I got a text from a mate of mine "fancy going to a gig tomorrow night"...

http://thefurnace.org.uk/gigs.htm#07

LMAO, no Tony James though, it's Martin Degville's "electro" reincarnation. I'm half tempted for the laugh.

The Furnace used to be called Level 3. One of Mark E Smith's (the Fall) famous noted (either Sounds or Melody Maker from the 80's, can't quite remember) quotes was along the lines of "We once played Level 3 at Swindon, I will never play Swindon again."

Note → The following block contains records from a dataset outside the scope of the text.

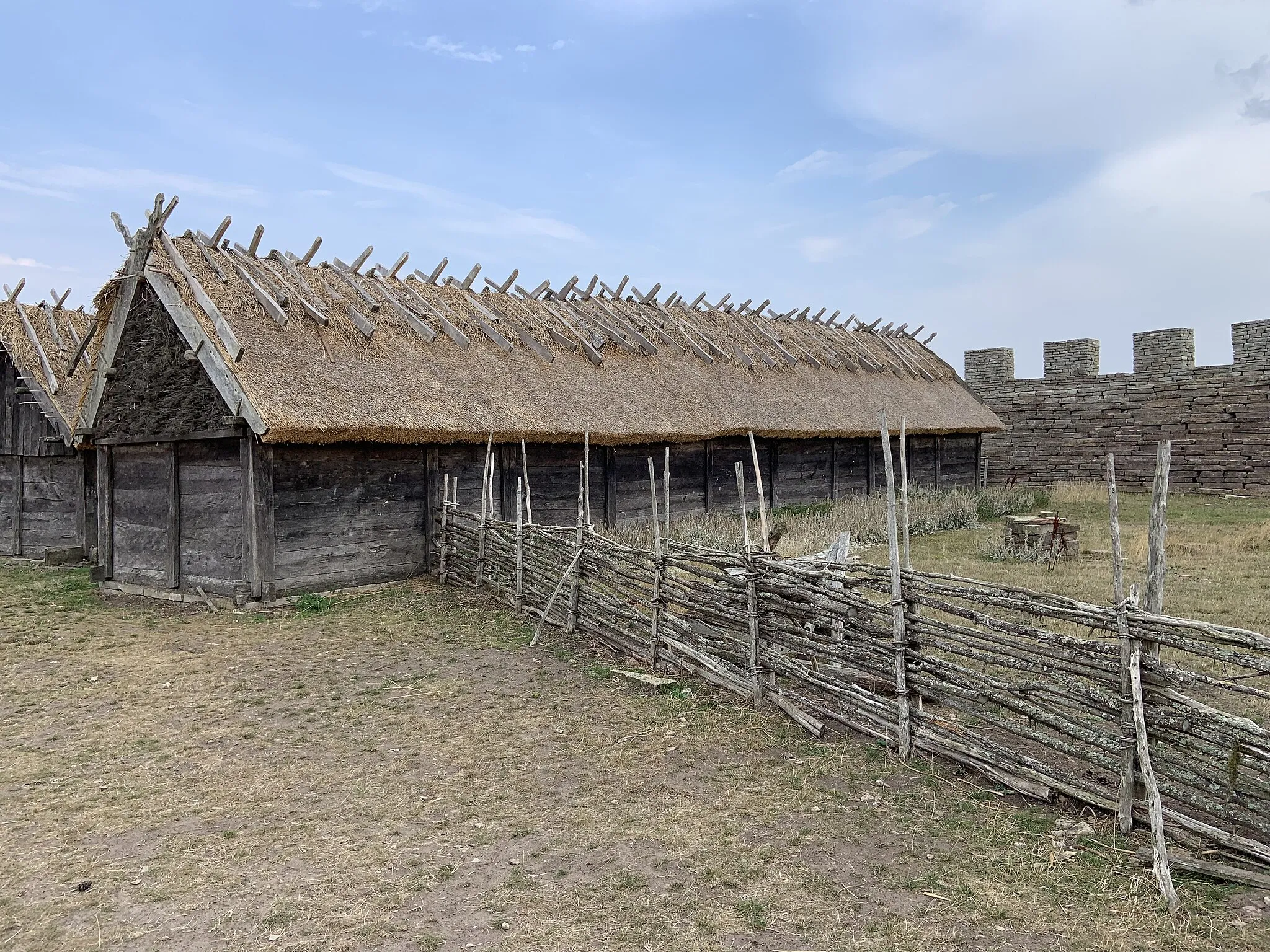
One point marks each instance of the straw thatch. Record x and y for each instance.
(568, 363)
(59, 332)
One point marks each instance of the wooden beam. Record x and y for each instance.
(511, 280)
(174, 516)
(229, 340)
(210, 357)
(221, 229)
(50, 377)
(258, 517)
(271, 307)
(106, 511)
(521, 333)
(436, 272)
(18, 496)
(446, 325)
(356, 267)
(404, 312)
(345, 273)
(360, 322)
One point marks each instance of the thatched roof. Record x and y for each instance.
(41, 339)
(333, 352)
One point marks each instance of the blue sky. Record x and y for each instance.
(1003, 172)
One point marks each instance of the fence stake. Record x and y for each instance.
(1128, 734)
(905, 731)
(1160, 848)
(445, 540)
(1156, 532)
(586, 475)
(520, 546)
(756, 668)
(578, 540)
(666, 490)
(528, 495)
(904, 485)
(762, 503)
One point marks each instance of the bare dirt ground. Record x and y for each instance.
(399, 771)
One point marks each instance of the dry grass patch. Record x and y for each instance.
(399, 771)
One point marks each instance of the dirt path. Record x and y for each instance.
(399, 771)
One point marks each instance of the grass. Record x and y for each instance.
(806, 530)
(363, 774)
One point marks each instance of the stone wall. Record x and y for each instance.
(1062, 426)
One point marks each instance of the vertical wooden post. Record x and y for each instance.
(19, 466)
(833, 470)
(443, 542)
(762, 507)
(611, 488)
(709, 477)
(431, 467)
(904, 487)
(666, 490)
(657, 519)
(528, 494)
(518, 599)
(1156, 532)
(82, 459)
(1155, 808)
(173, 516)
(739, 469)
(660, 568)
(905, 735)
(258, 517)
(586, 477)
(773, 467)
(484, 513)
(1128, 742)
(106, 511)
(579, 541)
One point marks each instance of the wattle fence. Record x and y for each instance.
(1028, 689)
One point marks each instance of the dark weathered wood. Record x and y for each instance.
(106, 511)
(610, 488)
(431, 503)
(173, 516)
(19, 498)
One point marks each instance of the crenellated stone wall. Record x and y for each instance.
(1062, 426)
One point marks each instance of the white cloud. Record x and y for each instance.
(466, 215)
(818, 163)
(894, 161)
(459, 51)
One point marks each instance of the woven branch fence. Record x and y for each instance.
(1028, 689)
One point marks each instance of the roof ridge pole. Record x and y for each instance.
(762, 500)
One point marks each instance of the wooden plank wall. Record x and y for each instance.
(143, 478)
(210, 479)
(349, 514)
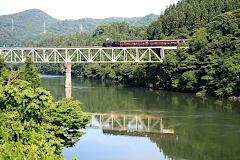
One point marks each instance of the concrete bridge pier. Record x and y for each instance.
(68, 81)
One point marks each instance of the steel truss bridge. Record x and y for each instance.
(129, 124)
(85, 54)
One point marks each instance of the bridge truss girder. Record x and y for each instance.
(85, 54)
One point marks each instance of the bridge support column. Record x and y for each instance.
(68, 81)
(162, 53)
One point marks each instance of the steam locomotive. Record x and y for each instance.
(146, 43)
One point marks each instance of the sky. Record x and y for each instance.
(76, 9)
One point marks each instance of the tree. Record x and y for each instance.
(30, 73)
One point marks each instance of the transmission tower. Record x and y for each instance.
(44, 27)
(12, 25)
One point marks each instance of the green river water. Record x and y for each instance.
(132, 123)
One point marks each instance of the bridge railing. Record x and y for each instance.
(85, 54)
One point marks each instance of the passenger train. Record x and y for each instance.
(146, 43)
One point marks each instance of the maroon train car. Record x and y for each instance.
(146, 43)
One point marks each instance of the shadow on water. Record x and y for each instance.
(189, 127)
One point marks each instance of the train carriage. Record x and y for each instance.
(145, 43)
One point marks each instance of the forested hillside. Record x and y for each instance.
(29, 26)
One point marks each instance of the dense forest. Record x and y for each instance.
(211, 64)
(36, 25)
(32, 126)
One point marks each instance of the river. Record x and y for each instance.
(132, 123)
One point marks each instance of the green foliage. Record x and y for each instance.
(66, 118)
(28, 26)
(31, 125)
(30, 73)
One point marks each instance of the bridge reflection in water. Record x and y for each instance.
(130, 124)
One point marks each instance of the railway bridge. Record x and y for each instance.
(87, 54)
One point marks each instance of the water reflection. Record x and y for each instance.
(129, 124)
(187, 127)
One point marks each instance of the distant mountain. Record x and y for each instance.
(35, 25)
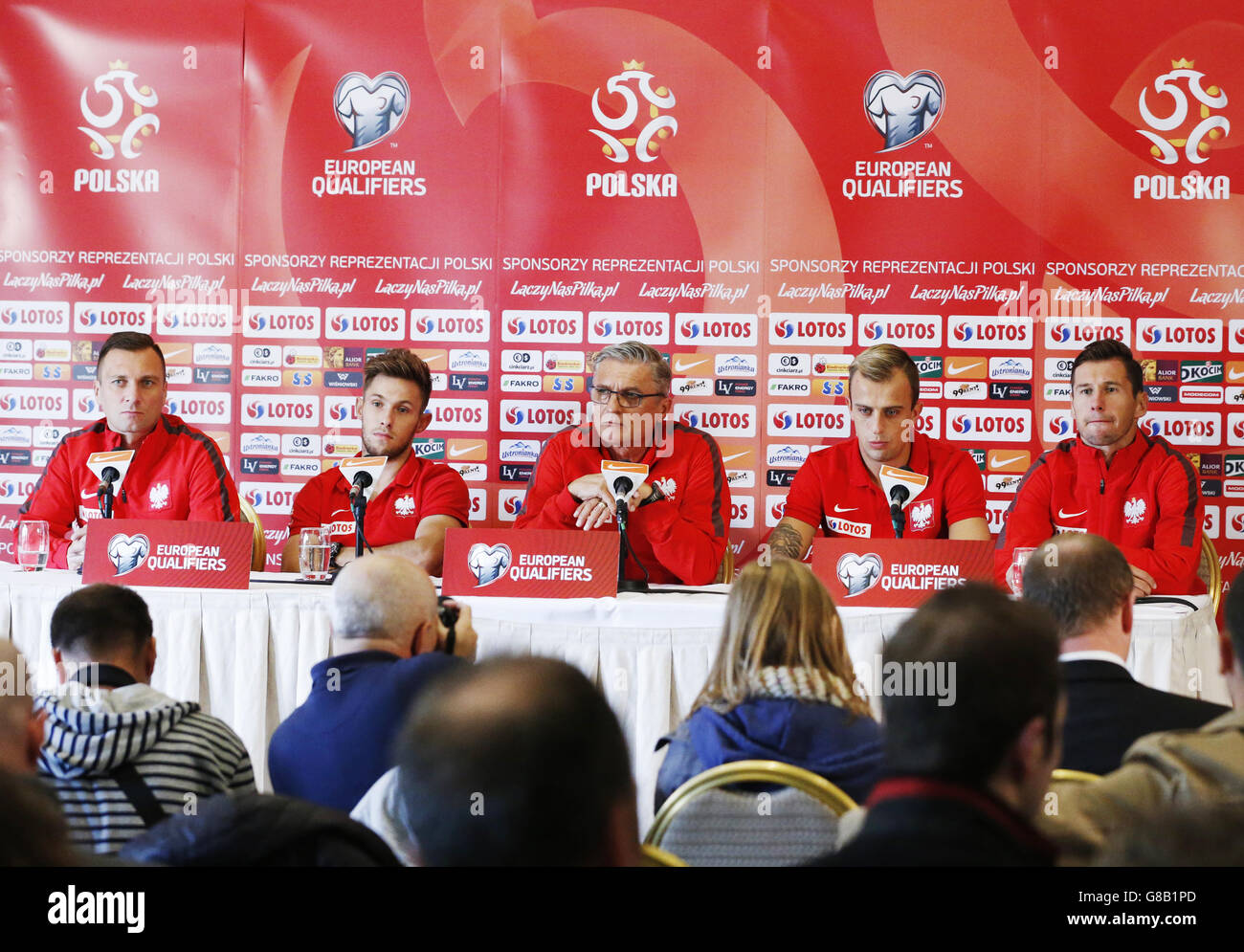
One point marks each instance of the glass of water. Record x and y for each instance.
(314, 546)
(33, 545)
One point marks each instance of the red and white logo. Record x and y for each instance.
(297, 322)
(449, 325)
(194, 320)
(365, 323)
(1068, 334)
(1135, 510)
(617, 326)
(735, 330)
(900, 329)
(468, 416)
(821, 330)
(543, 326)
(1178, 335)
(995, 332)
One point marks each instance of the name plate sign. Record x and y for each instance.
(897, 572)
(530, 563)
(166, 553)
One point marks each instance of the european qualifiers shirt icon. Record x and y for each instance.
(488, 563)
(371, 110)
(127, 553)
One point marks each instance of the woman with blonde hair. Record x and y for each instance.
(782, 688)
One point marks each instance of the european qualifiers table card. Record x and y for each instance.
(530, 563)
(167, 553)
(899, 572)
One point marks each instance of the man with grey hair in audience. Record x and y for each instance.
(389, 645)
(679, 513)
(1086, 584)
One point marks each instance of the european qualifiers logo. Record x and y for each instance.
(116, 110)
(903, 110)
(369, 111)
(633, 135)
(1180, 111)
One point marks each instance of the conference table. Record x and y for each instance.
(247, 654)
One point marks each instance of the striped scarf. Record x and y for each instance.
(799, 683)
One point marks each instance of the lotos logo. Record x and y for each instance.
(999, 332)
(545, 326)
(1168, 334)
(369, 110)
(106, 131)
(903, 108)
(362, 323)
(655, 127)
(488, 563)
(1009, 426)
(733, 330)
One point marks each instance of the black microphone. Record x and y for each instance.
(110, 476)
(362, 479)
(899, 496)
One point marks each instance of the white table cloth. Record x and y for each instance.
(247, 656)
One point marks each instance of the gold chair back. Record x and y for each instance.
(259, 546)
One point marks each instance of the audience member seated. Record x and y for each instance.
(120, 754)
(260, 830)
(1086, 584)
(21, 727)
(782, 688)
(970, 737)
(517, 762)
(386, 628)
(1174, 768)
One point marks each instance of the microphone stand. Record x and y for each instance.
(641, 585)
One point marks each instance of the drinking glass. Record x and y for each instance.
(1015, 572)
(33, 545)
(314, 546)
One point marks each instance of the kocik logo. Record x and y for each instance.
(369, 110)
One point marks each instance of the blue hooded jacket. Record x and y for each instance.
(844, 748)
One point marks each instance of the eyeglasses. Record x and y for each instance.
(627, 398)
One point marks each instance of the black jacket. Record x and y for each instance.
(260, 830)
(1108, 711)
(919, 822)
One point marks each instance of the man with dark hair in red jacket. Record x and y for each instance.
(1112, 480)
(177, 471)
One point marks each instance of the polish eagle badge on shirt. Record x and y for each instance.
(158, 496)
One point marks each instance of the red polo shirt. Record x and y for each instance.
(419, 489)
(833, 489)
(679, 539)
(177, 473)
(1147, 501)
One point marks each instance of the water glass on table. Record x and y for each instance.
(314, 546)
(33, 545)
(1015, 571)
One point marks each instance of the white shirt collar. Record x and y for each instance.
(1094, 656)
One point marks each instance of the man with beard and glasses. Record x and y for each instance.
(413, 500)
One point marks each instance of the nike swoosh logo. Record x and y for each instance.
(957, 371)
(1009, 460)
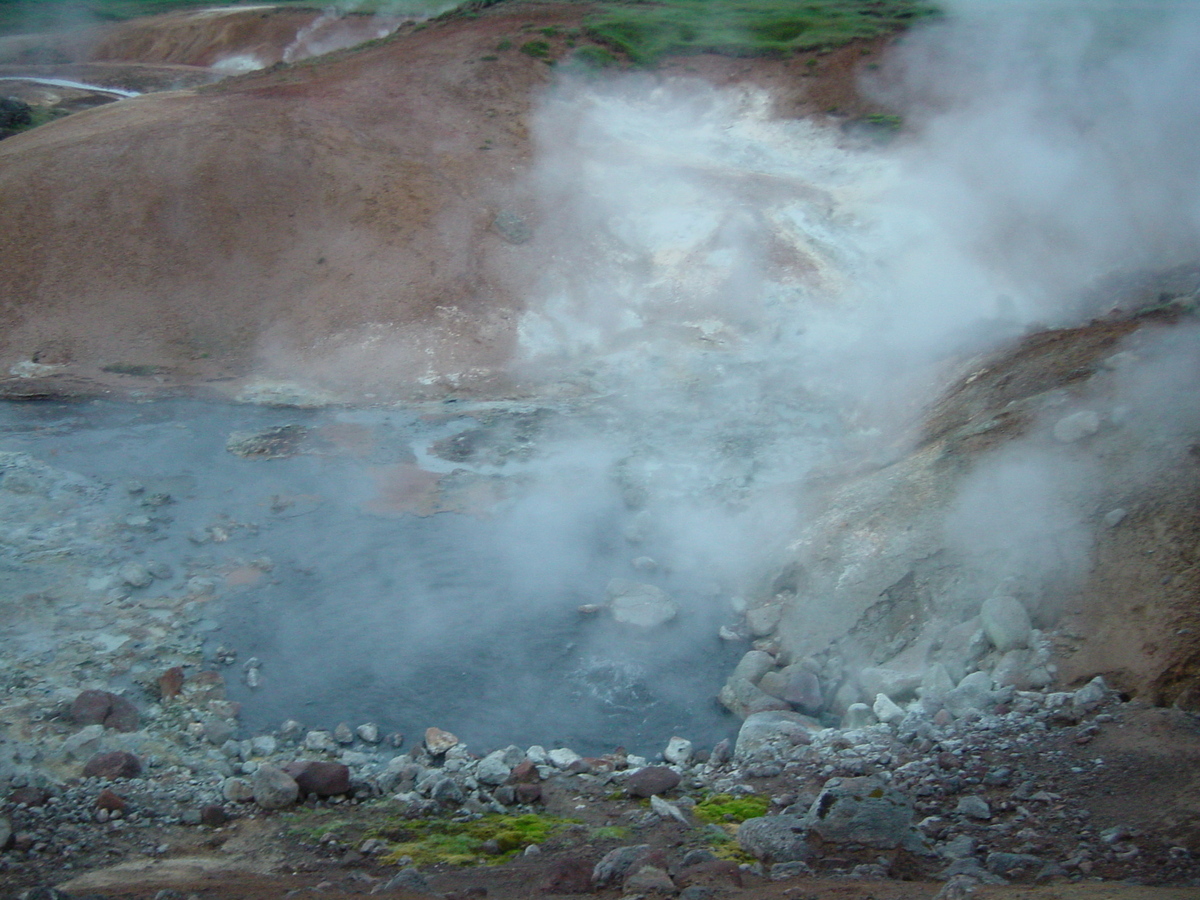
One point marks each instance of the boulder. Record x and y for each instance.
(771, 732)
(115, 765)
(323, 779)
(438, 742)
(616, 864)
(642, 605)
(861, 810)
(274, 789)
(797, 685)
(652, 780)
(1006, 622)
(678, 751)
(112, 711)
(775, 839)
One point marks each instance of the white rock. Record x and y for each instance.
(563, 756)
(318, 741)
(1077, 426)
(886, 711)
(1006, 622)
(678, 751)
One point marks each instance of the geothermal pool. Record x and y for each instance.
(402, 567)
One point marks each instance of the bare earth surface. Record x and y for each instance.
(276, 223)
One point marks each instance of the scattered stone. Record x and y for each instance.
(112, 711)
(408, 879)
(641, 605)
(319, 742)
(858, 715)
(111, 801)
(1006, 622)
(1013, 864)
(678, 751)
(438, 742)
(171, 683)
(797, 685)
(616, 864)
(323, 779)
(29, 797)
(649, 880)
(213, 816)
(1090, 697)
(275, 443)
(861, 810)
(775, 839)
(112, 766)
(274, 789)
(769, 732)
(652, 780)
(237, 790)
(568, 876)
(667, 810)
(973, 808)
(563, 757)
(886, 711)
(492, 769)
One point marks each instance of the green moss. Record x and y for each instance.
(611, 833)
(486, 840)
(647, 33)
(725, 808)
(538, 49)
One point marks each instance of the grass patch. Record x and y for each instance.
(647, 33)
(483, 841)
(723, 808)
(593, 57)
(538, 49)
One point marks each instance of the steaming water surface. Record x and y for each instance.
(360, 610)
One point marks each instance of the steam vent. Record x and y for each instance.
(514, 449)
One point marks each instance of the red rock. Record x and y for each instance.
(323, 779)
(111, 801)
(171, 683)
(568, 876)
(714, 873)
(525, 772)
(31, 797)
(652, 780)
(114, 712)
(112, 766)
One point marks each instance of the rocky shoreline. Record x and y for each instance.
(990, 797)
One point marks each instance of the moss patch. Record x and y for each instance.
(723, 808)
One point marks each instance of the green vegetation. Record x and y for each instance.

However they did, towards the end of the 90's and i went to see them. Mark E Smith turned up late, so late the band (minus the oh so sexy Brit E Smith at the time) played a couple of songs without him. When he did turn up, the gig was constantly disturbed by breaks, then he said something along the lines of "i recognise this place" then ****ed off! :lol: The band finally split not long after.


----------



## Auto Finesse (Jan 10, 2007)

Better than sitting at home on the sofa i guess?

If not you can always duck out early and use the old "bumped in to a chick on the way to the bar" line so your mate dont feel hard done by


----------



## Shiny (Apr 23, 2007)

I'm sat watching Mad Max 2 in HD with a pint of Strongbow, the missus and kids are asleep, so the sofa ain't too bad an alternative at times 

I could do with a night out though, so i may just as well shoot it up with a sex bomb boogie and an F1-11 whilst grooving with Mr Pervert!


----------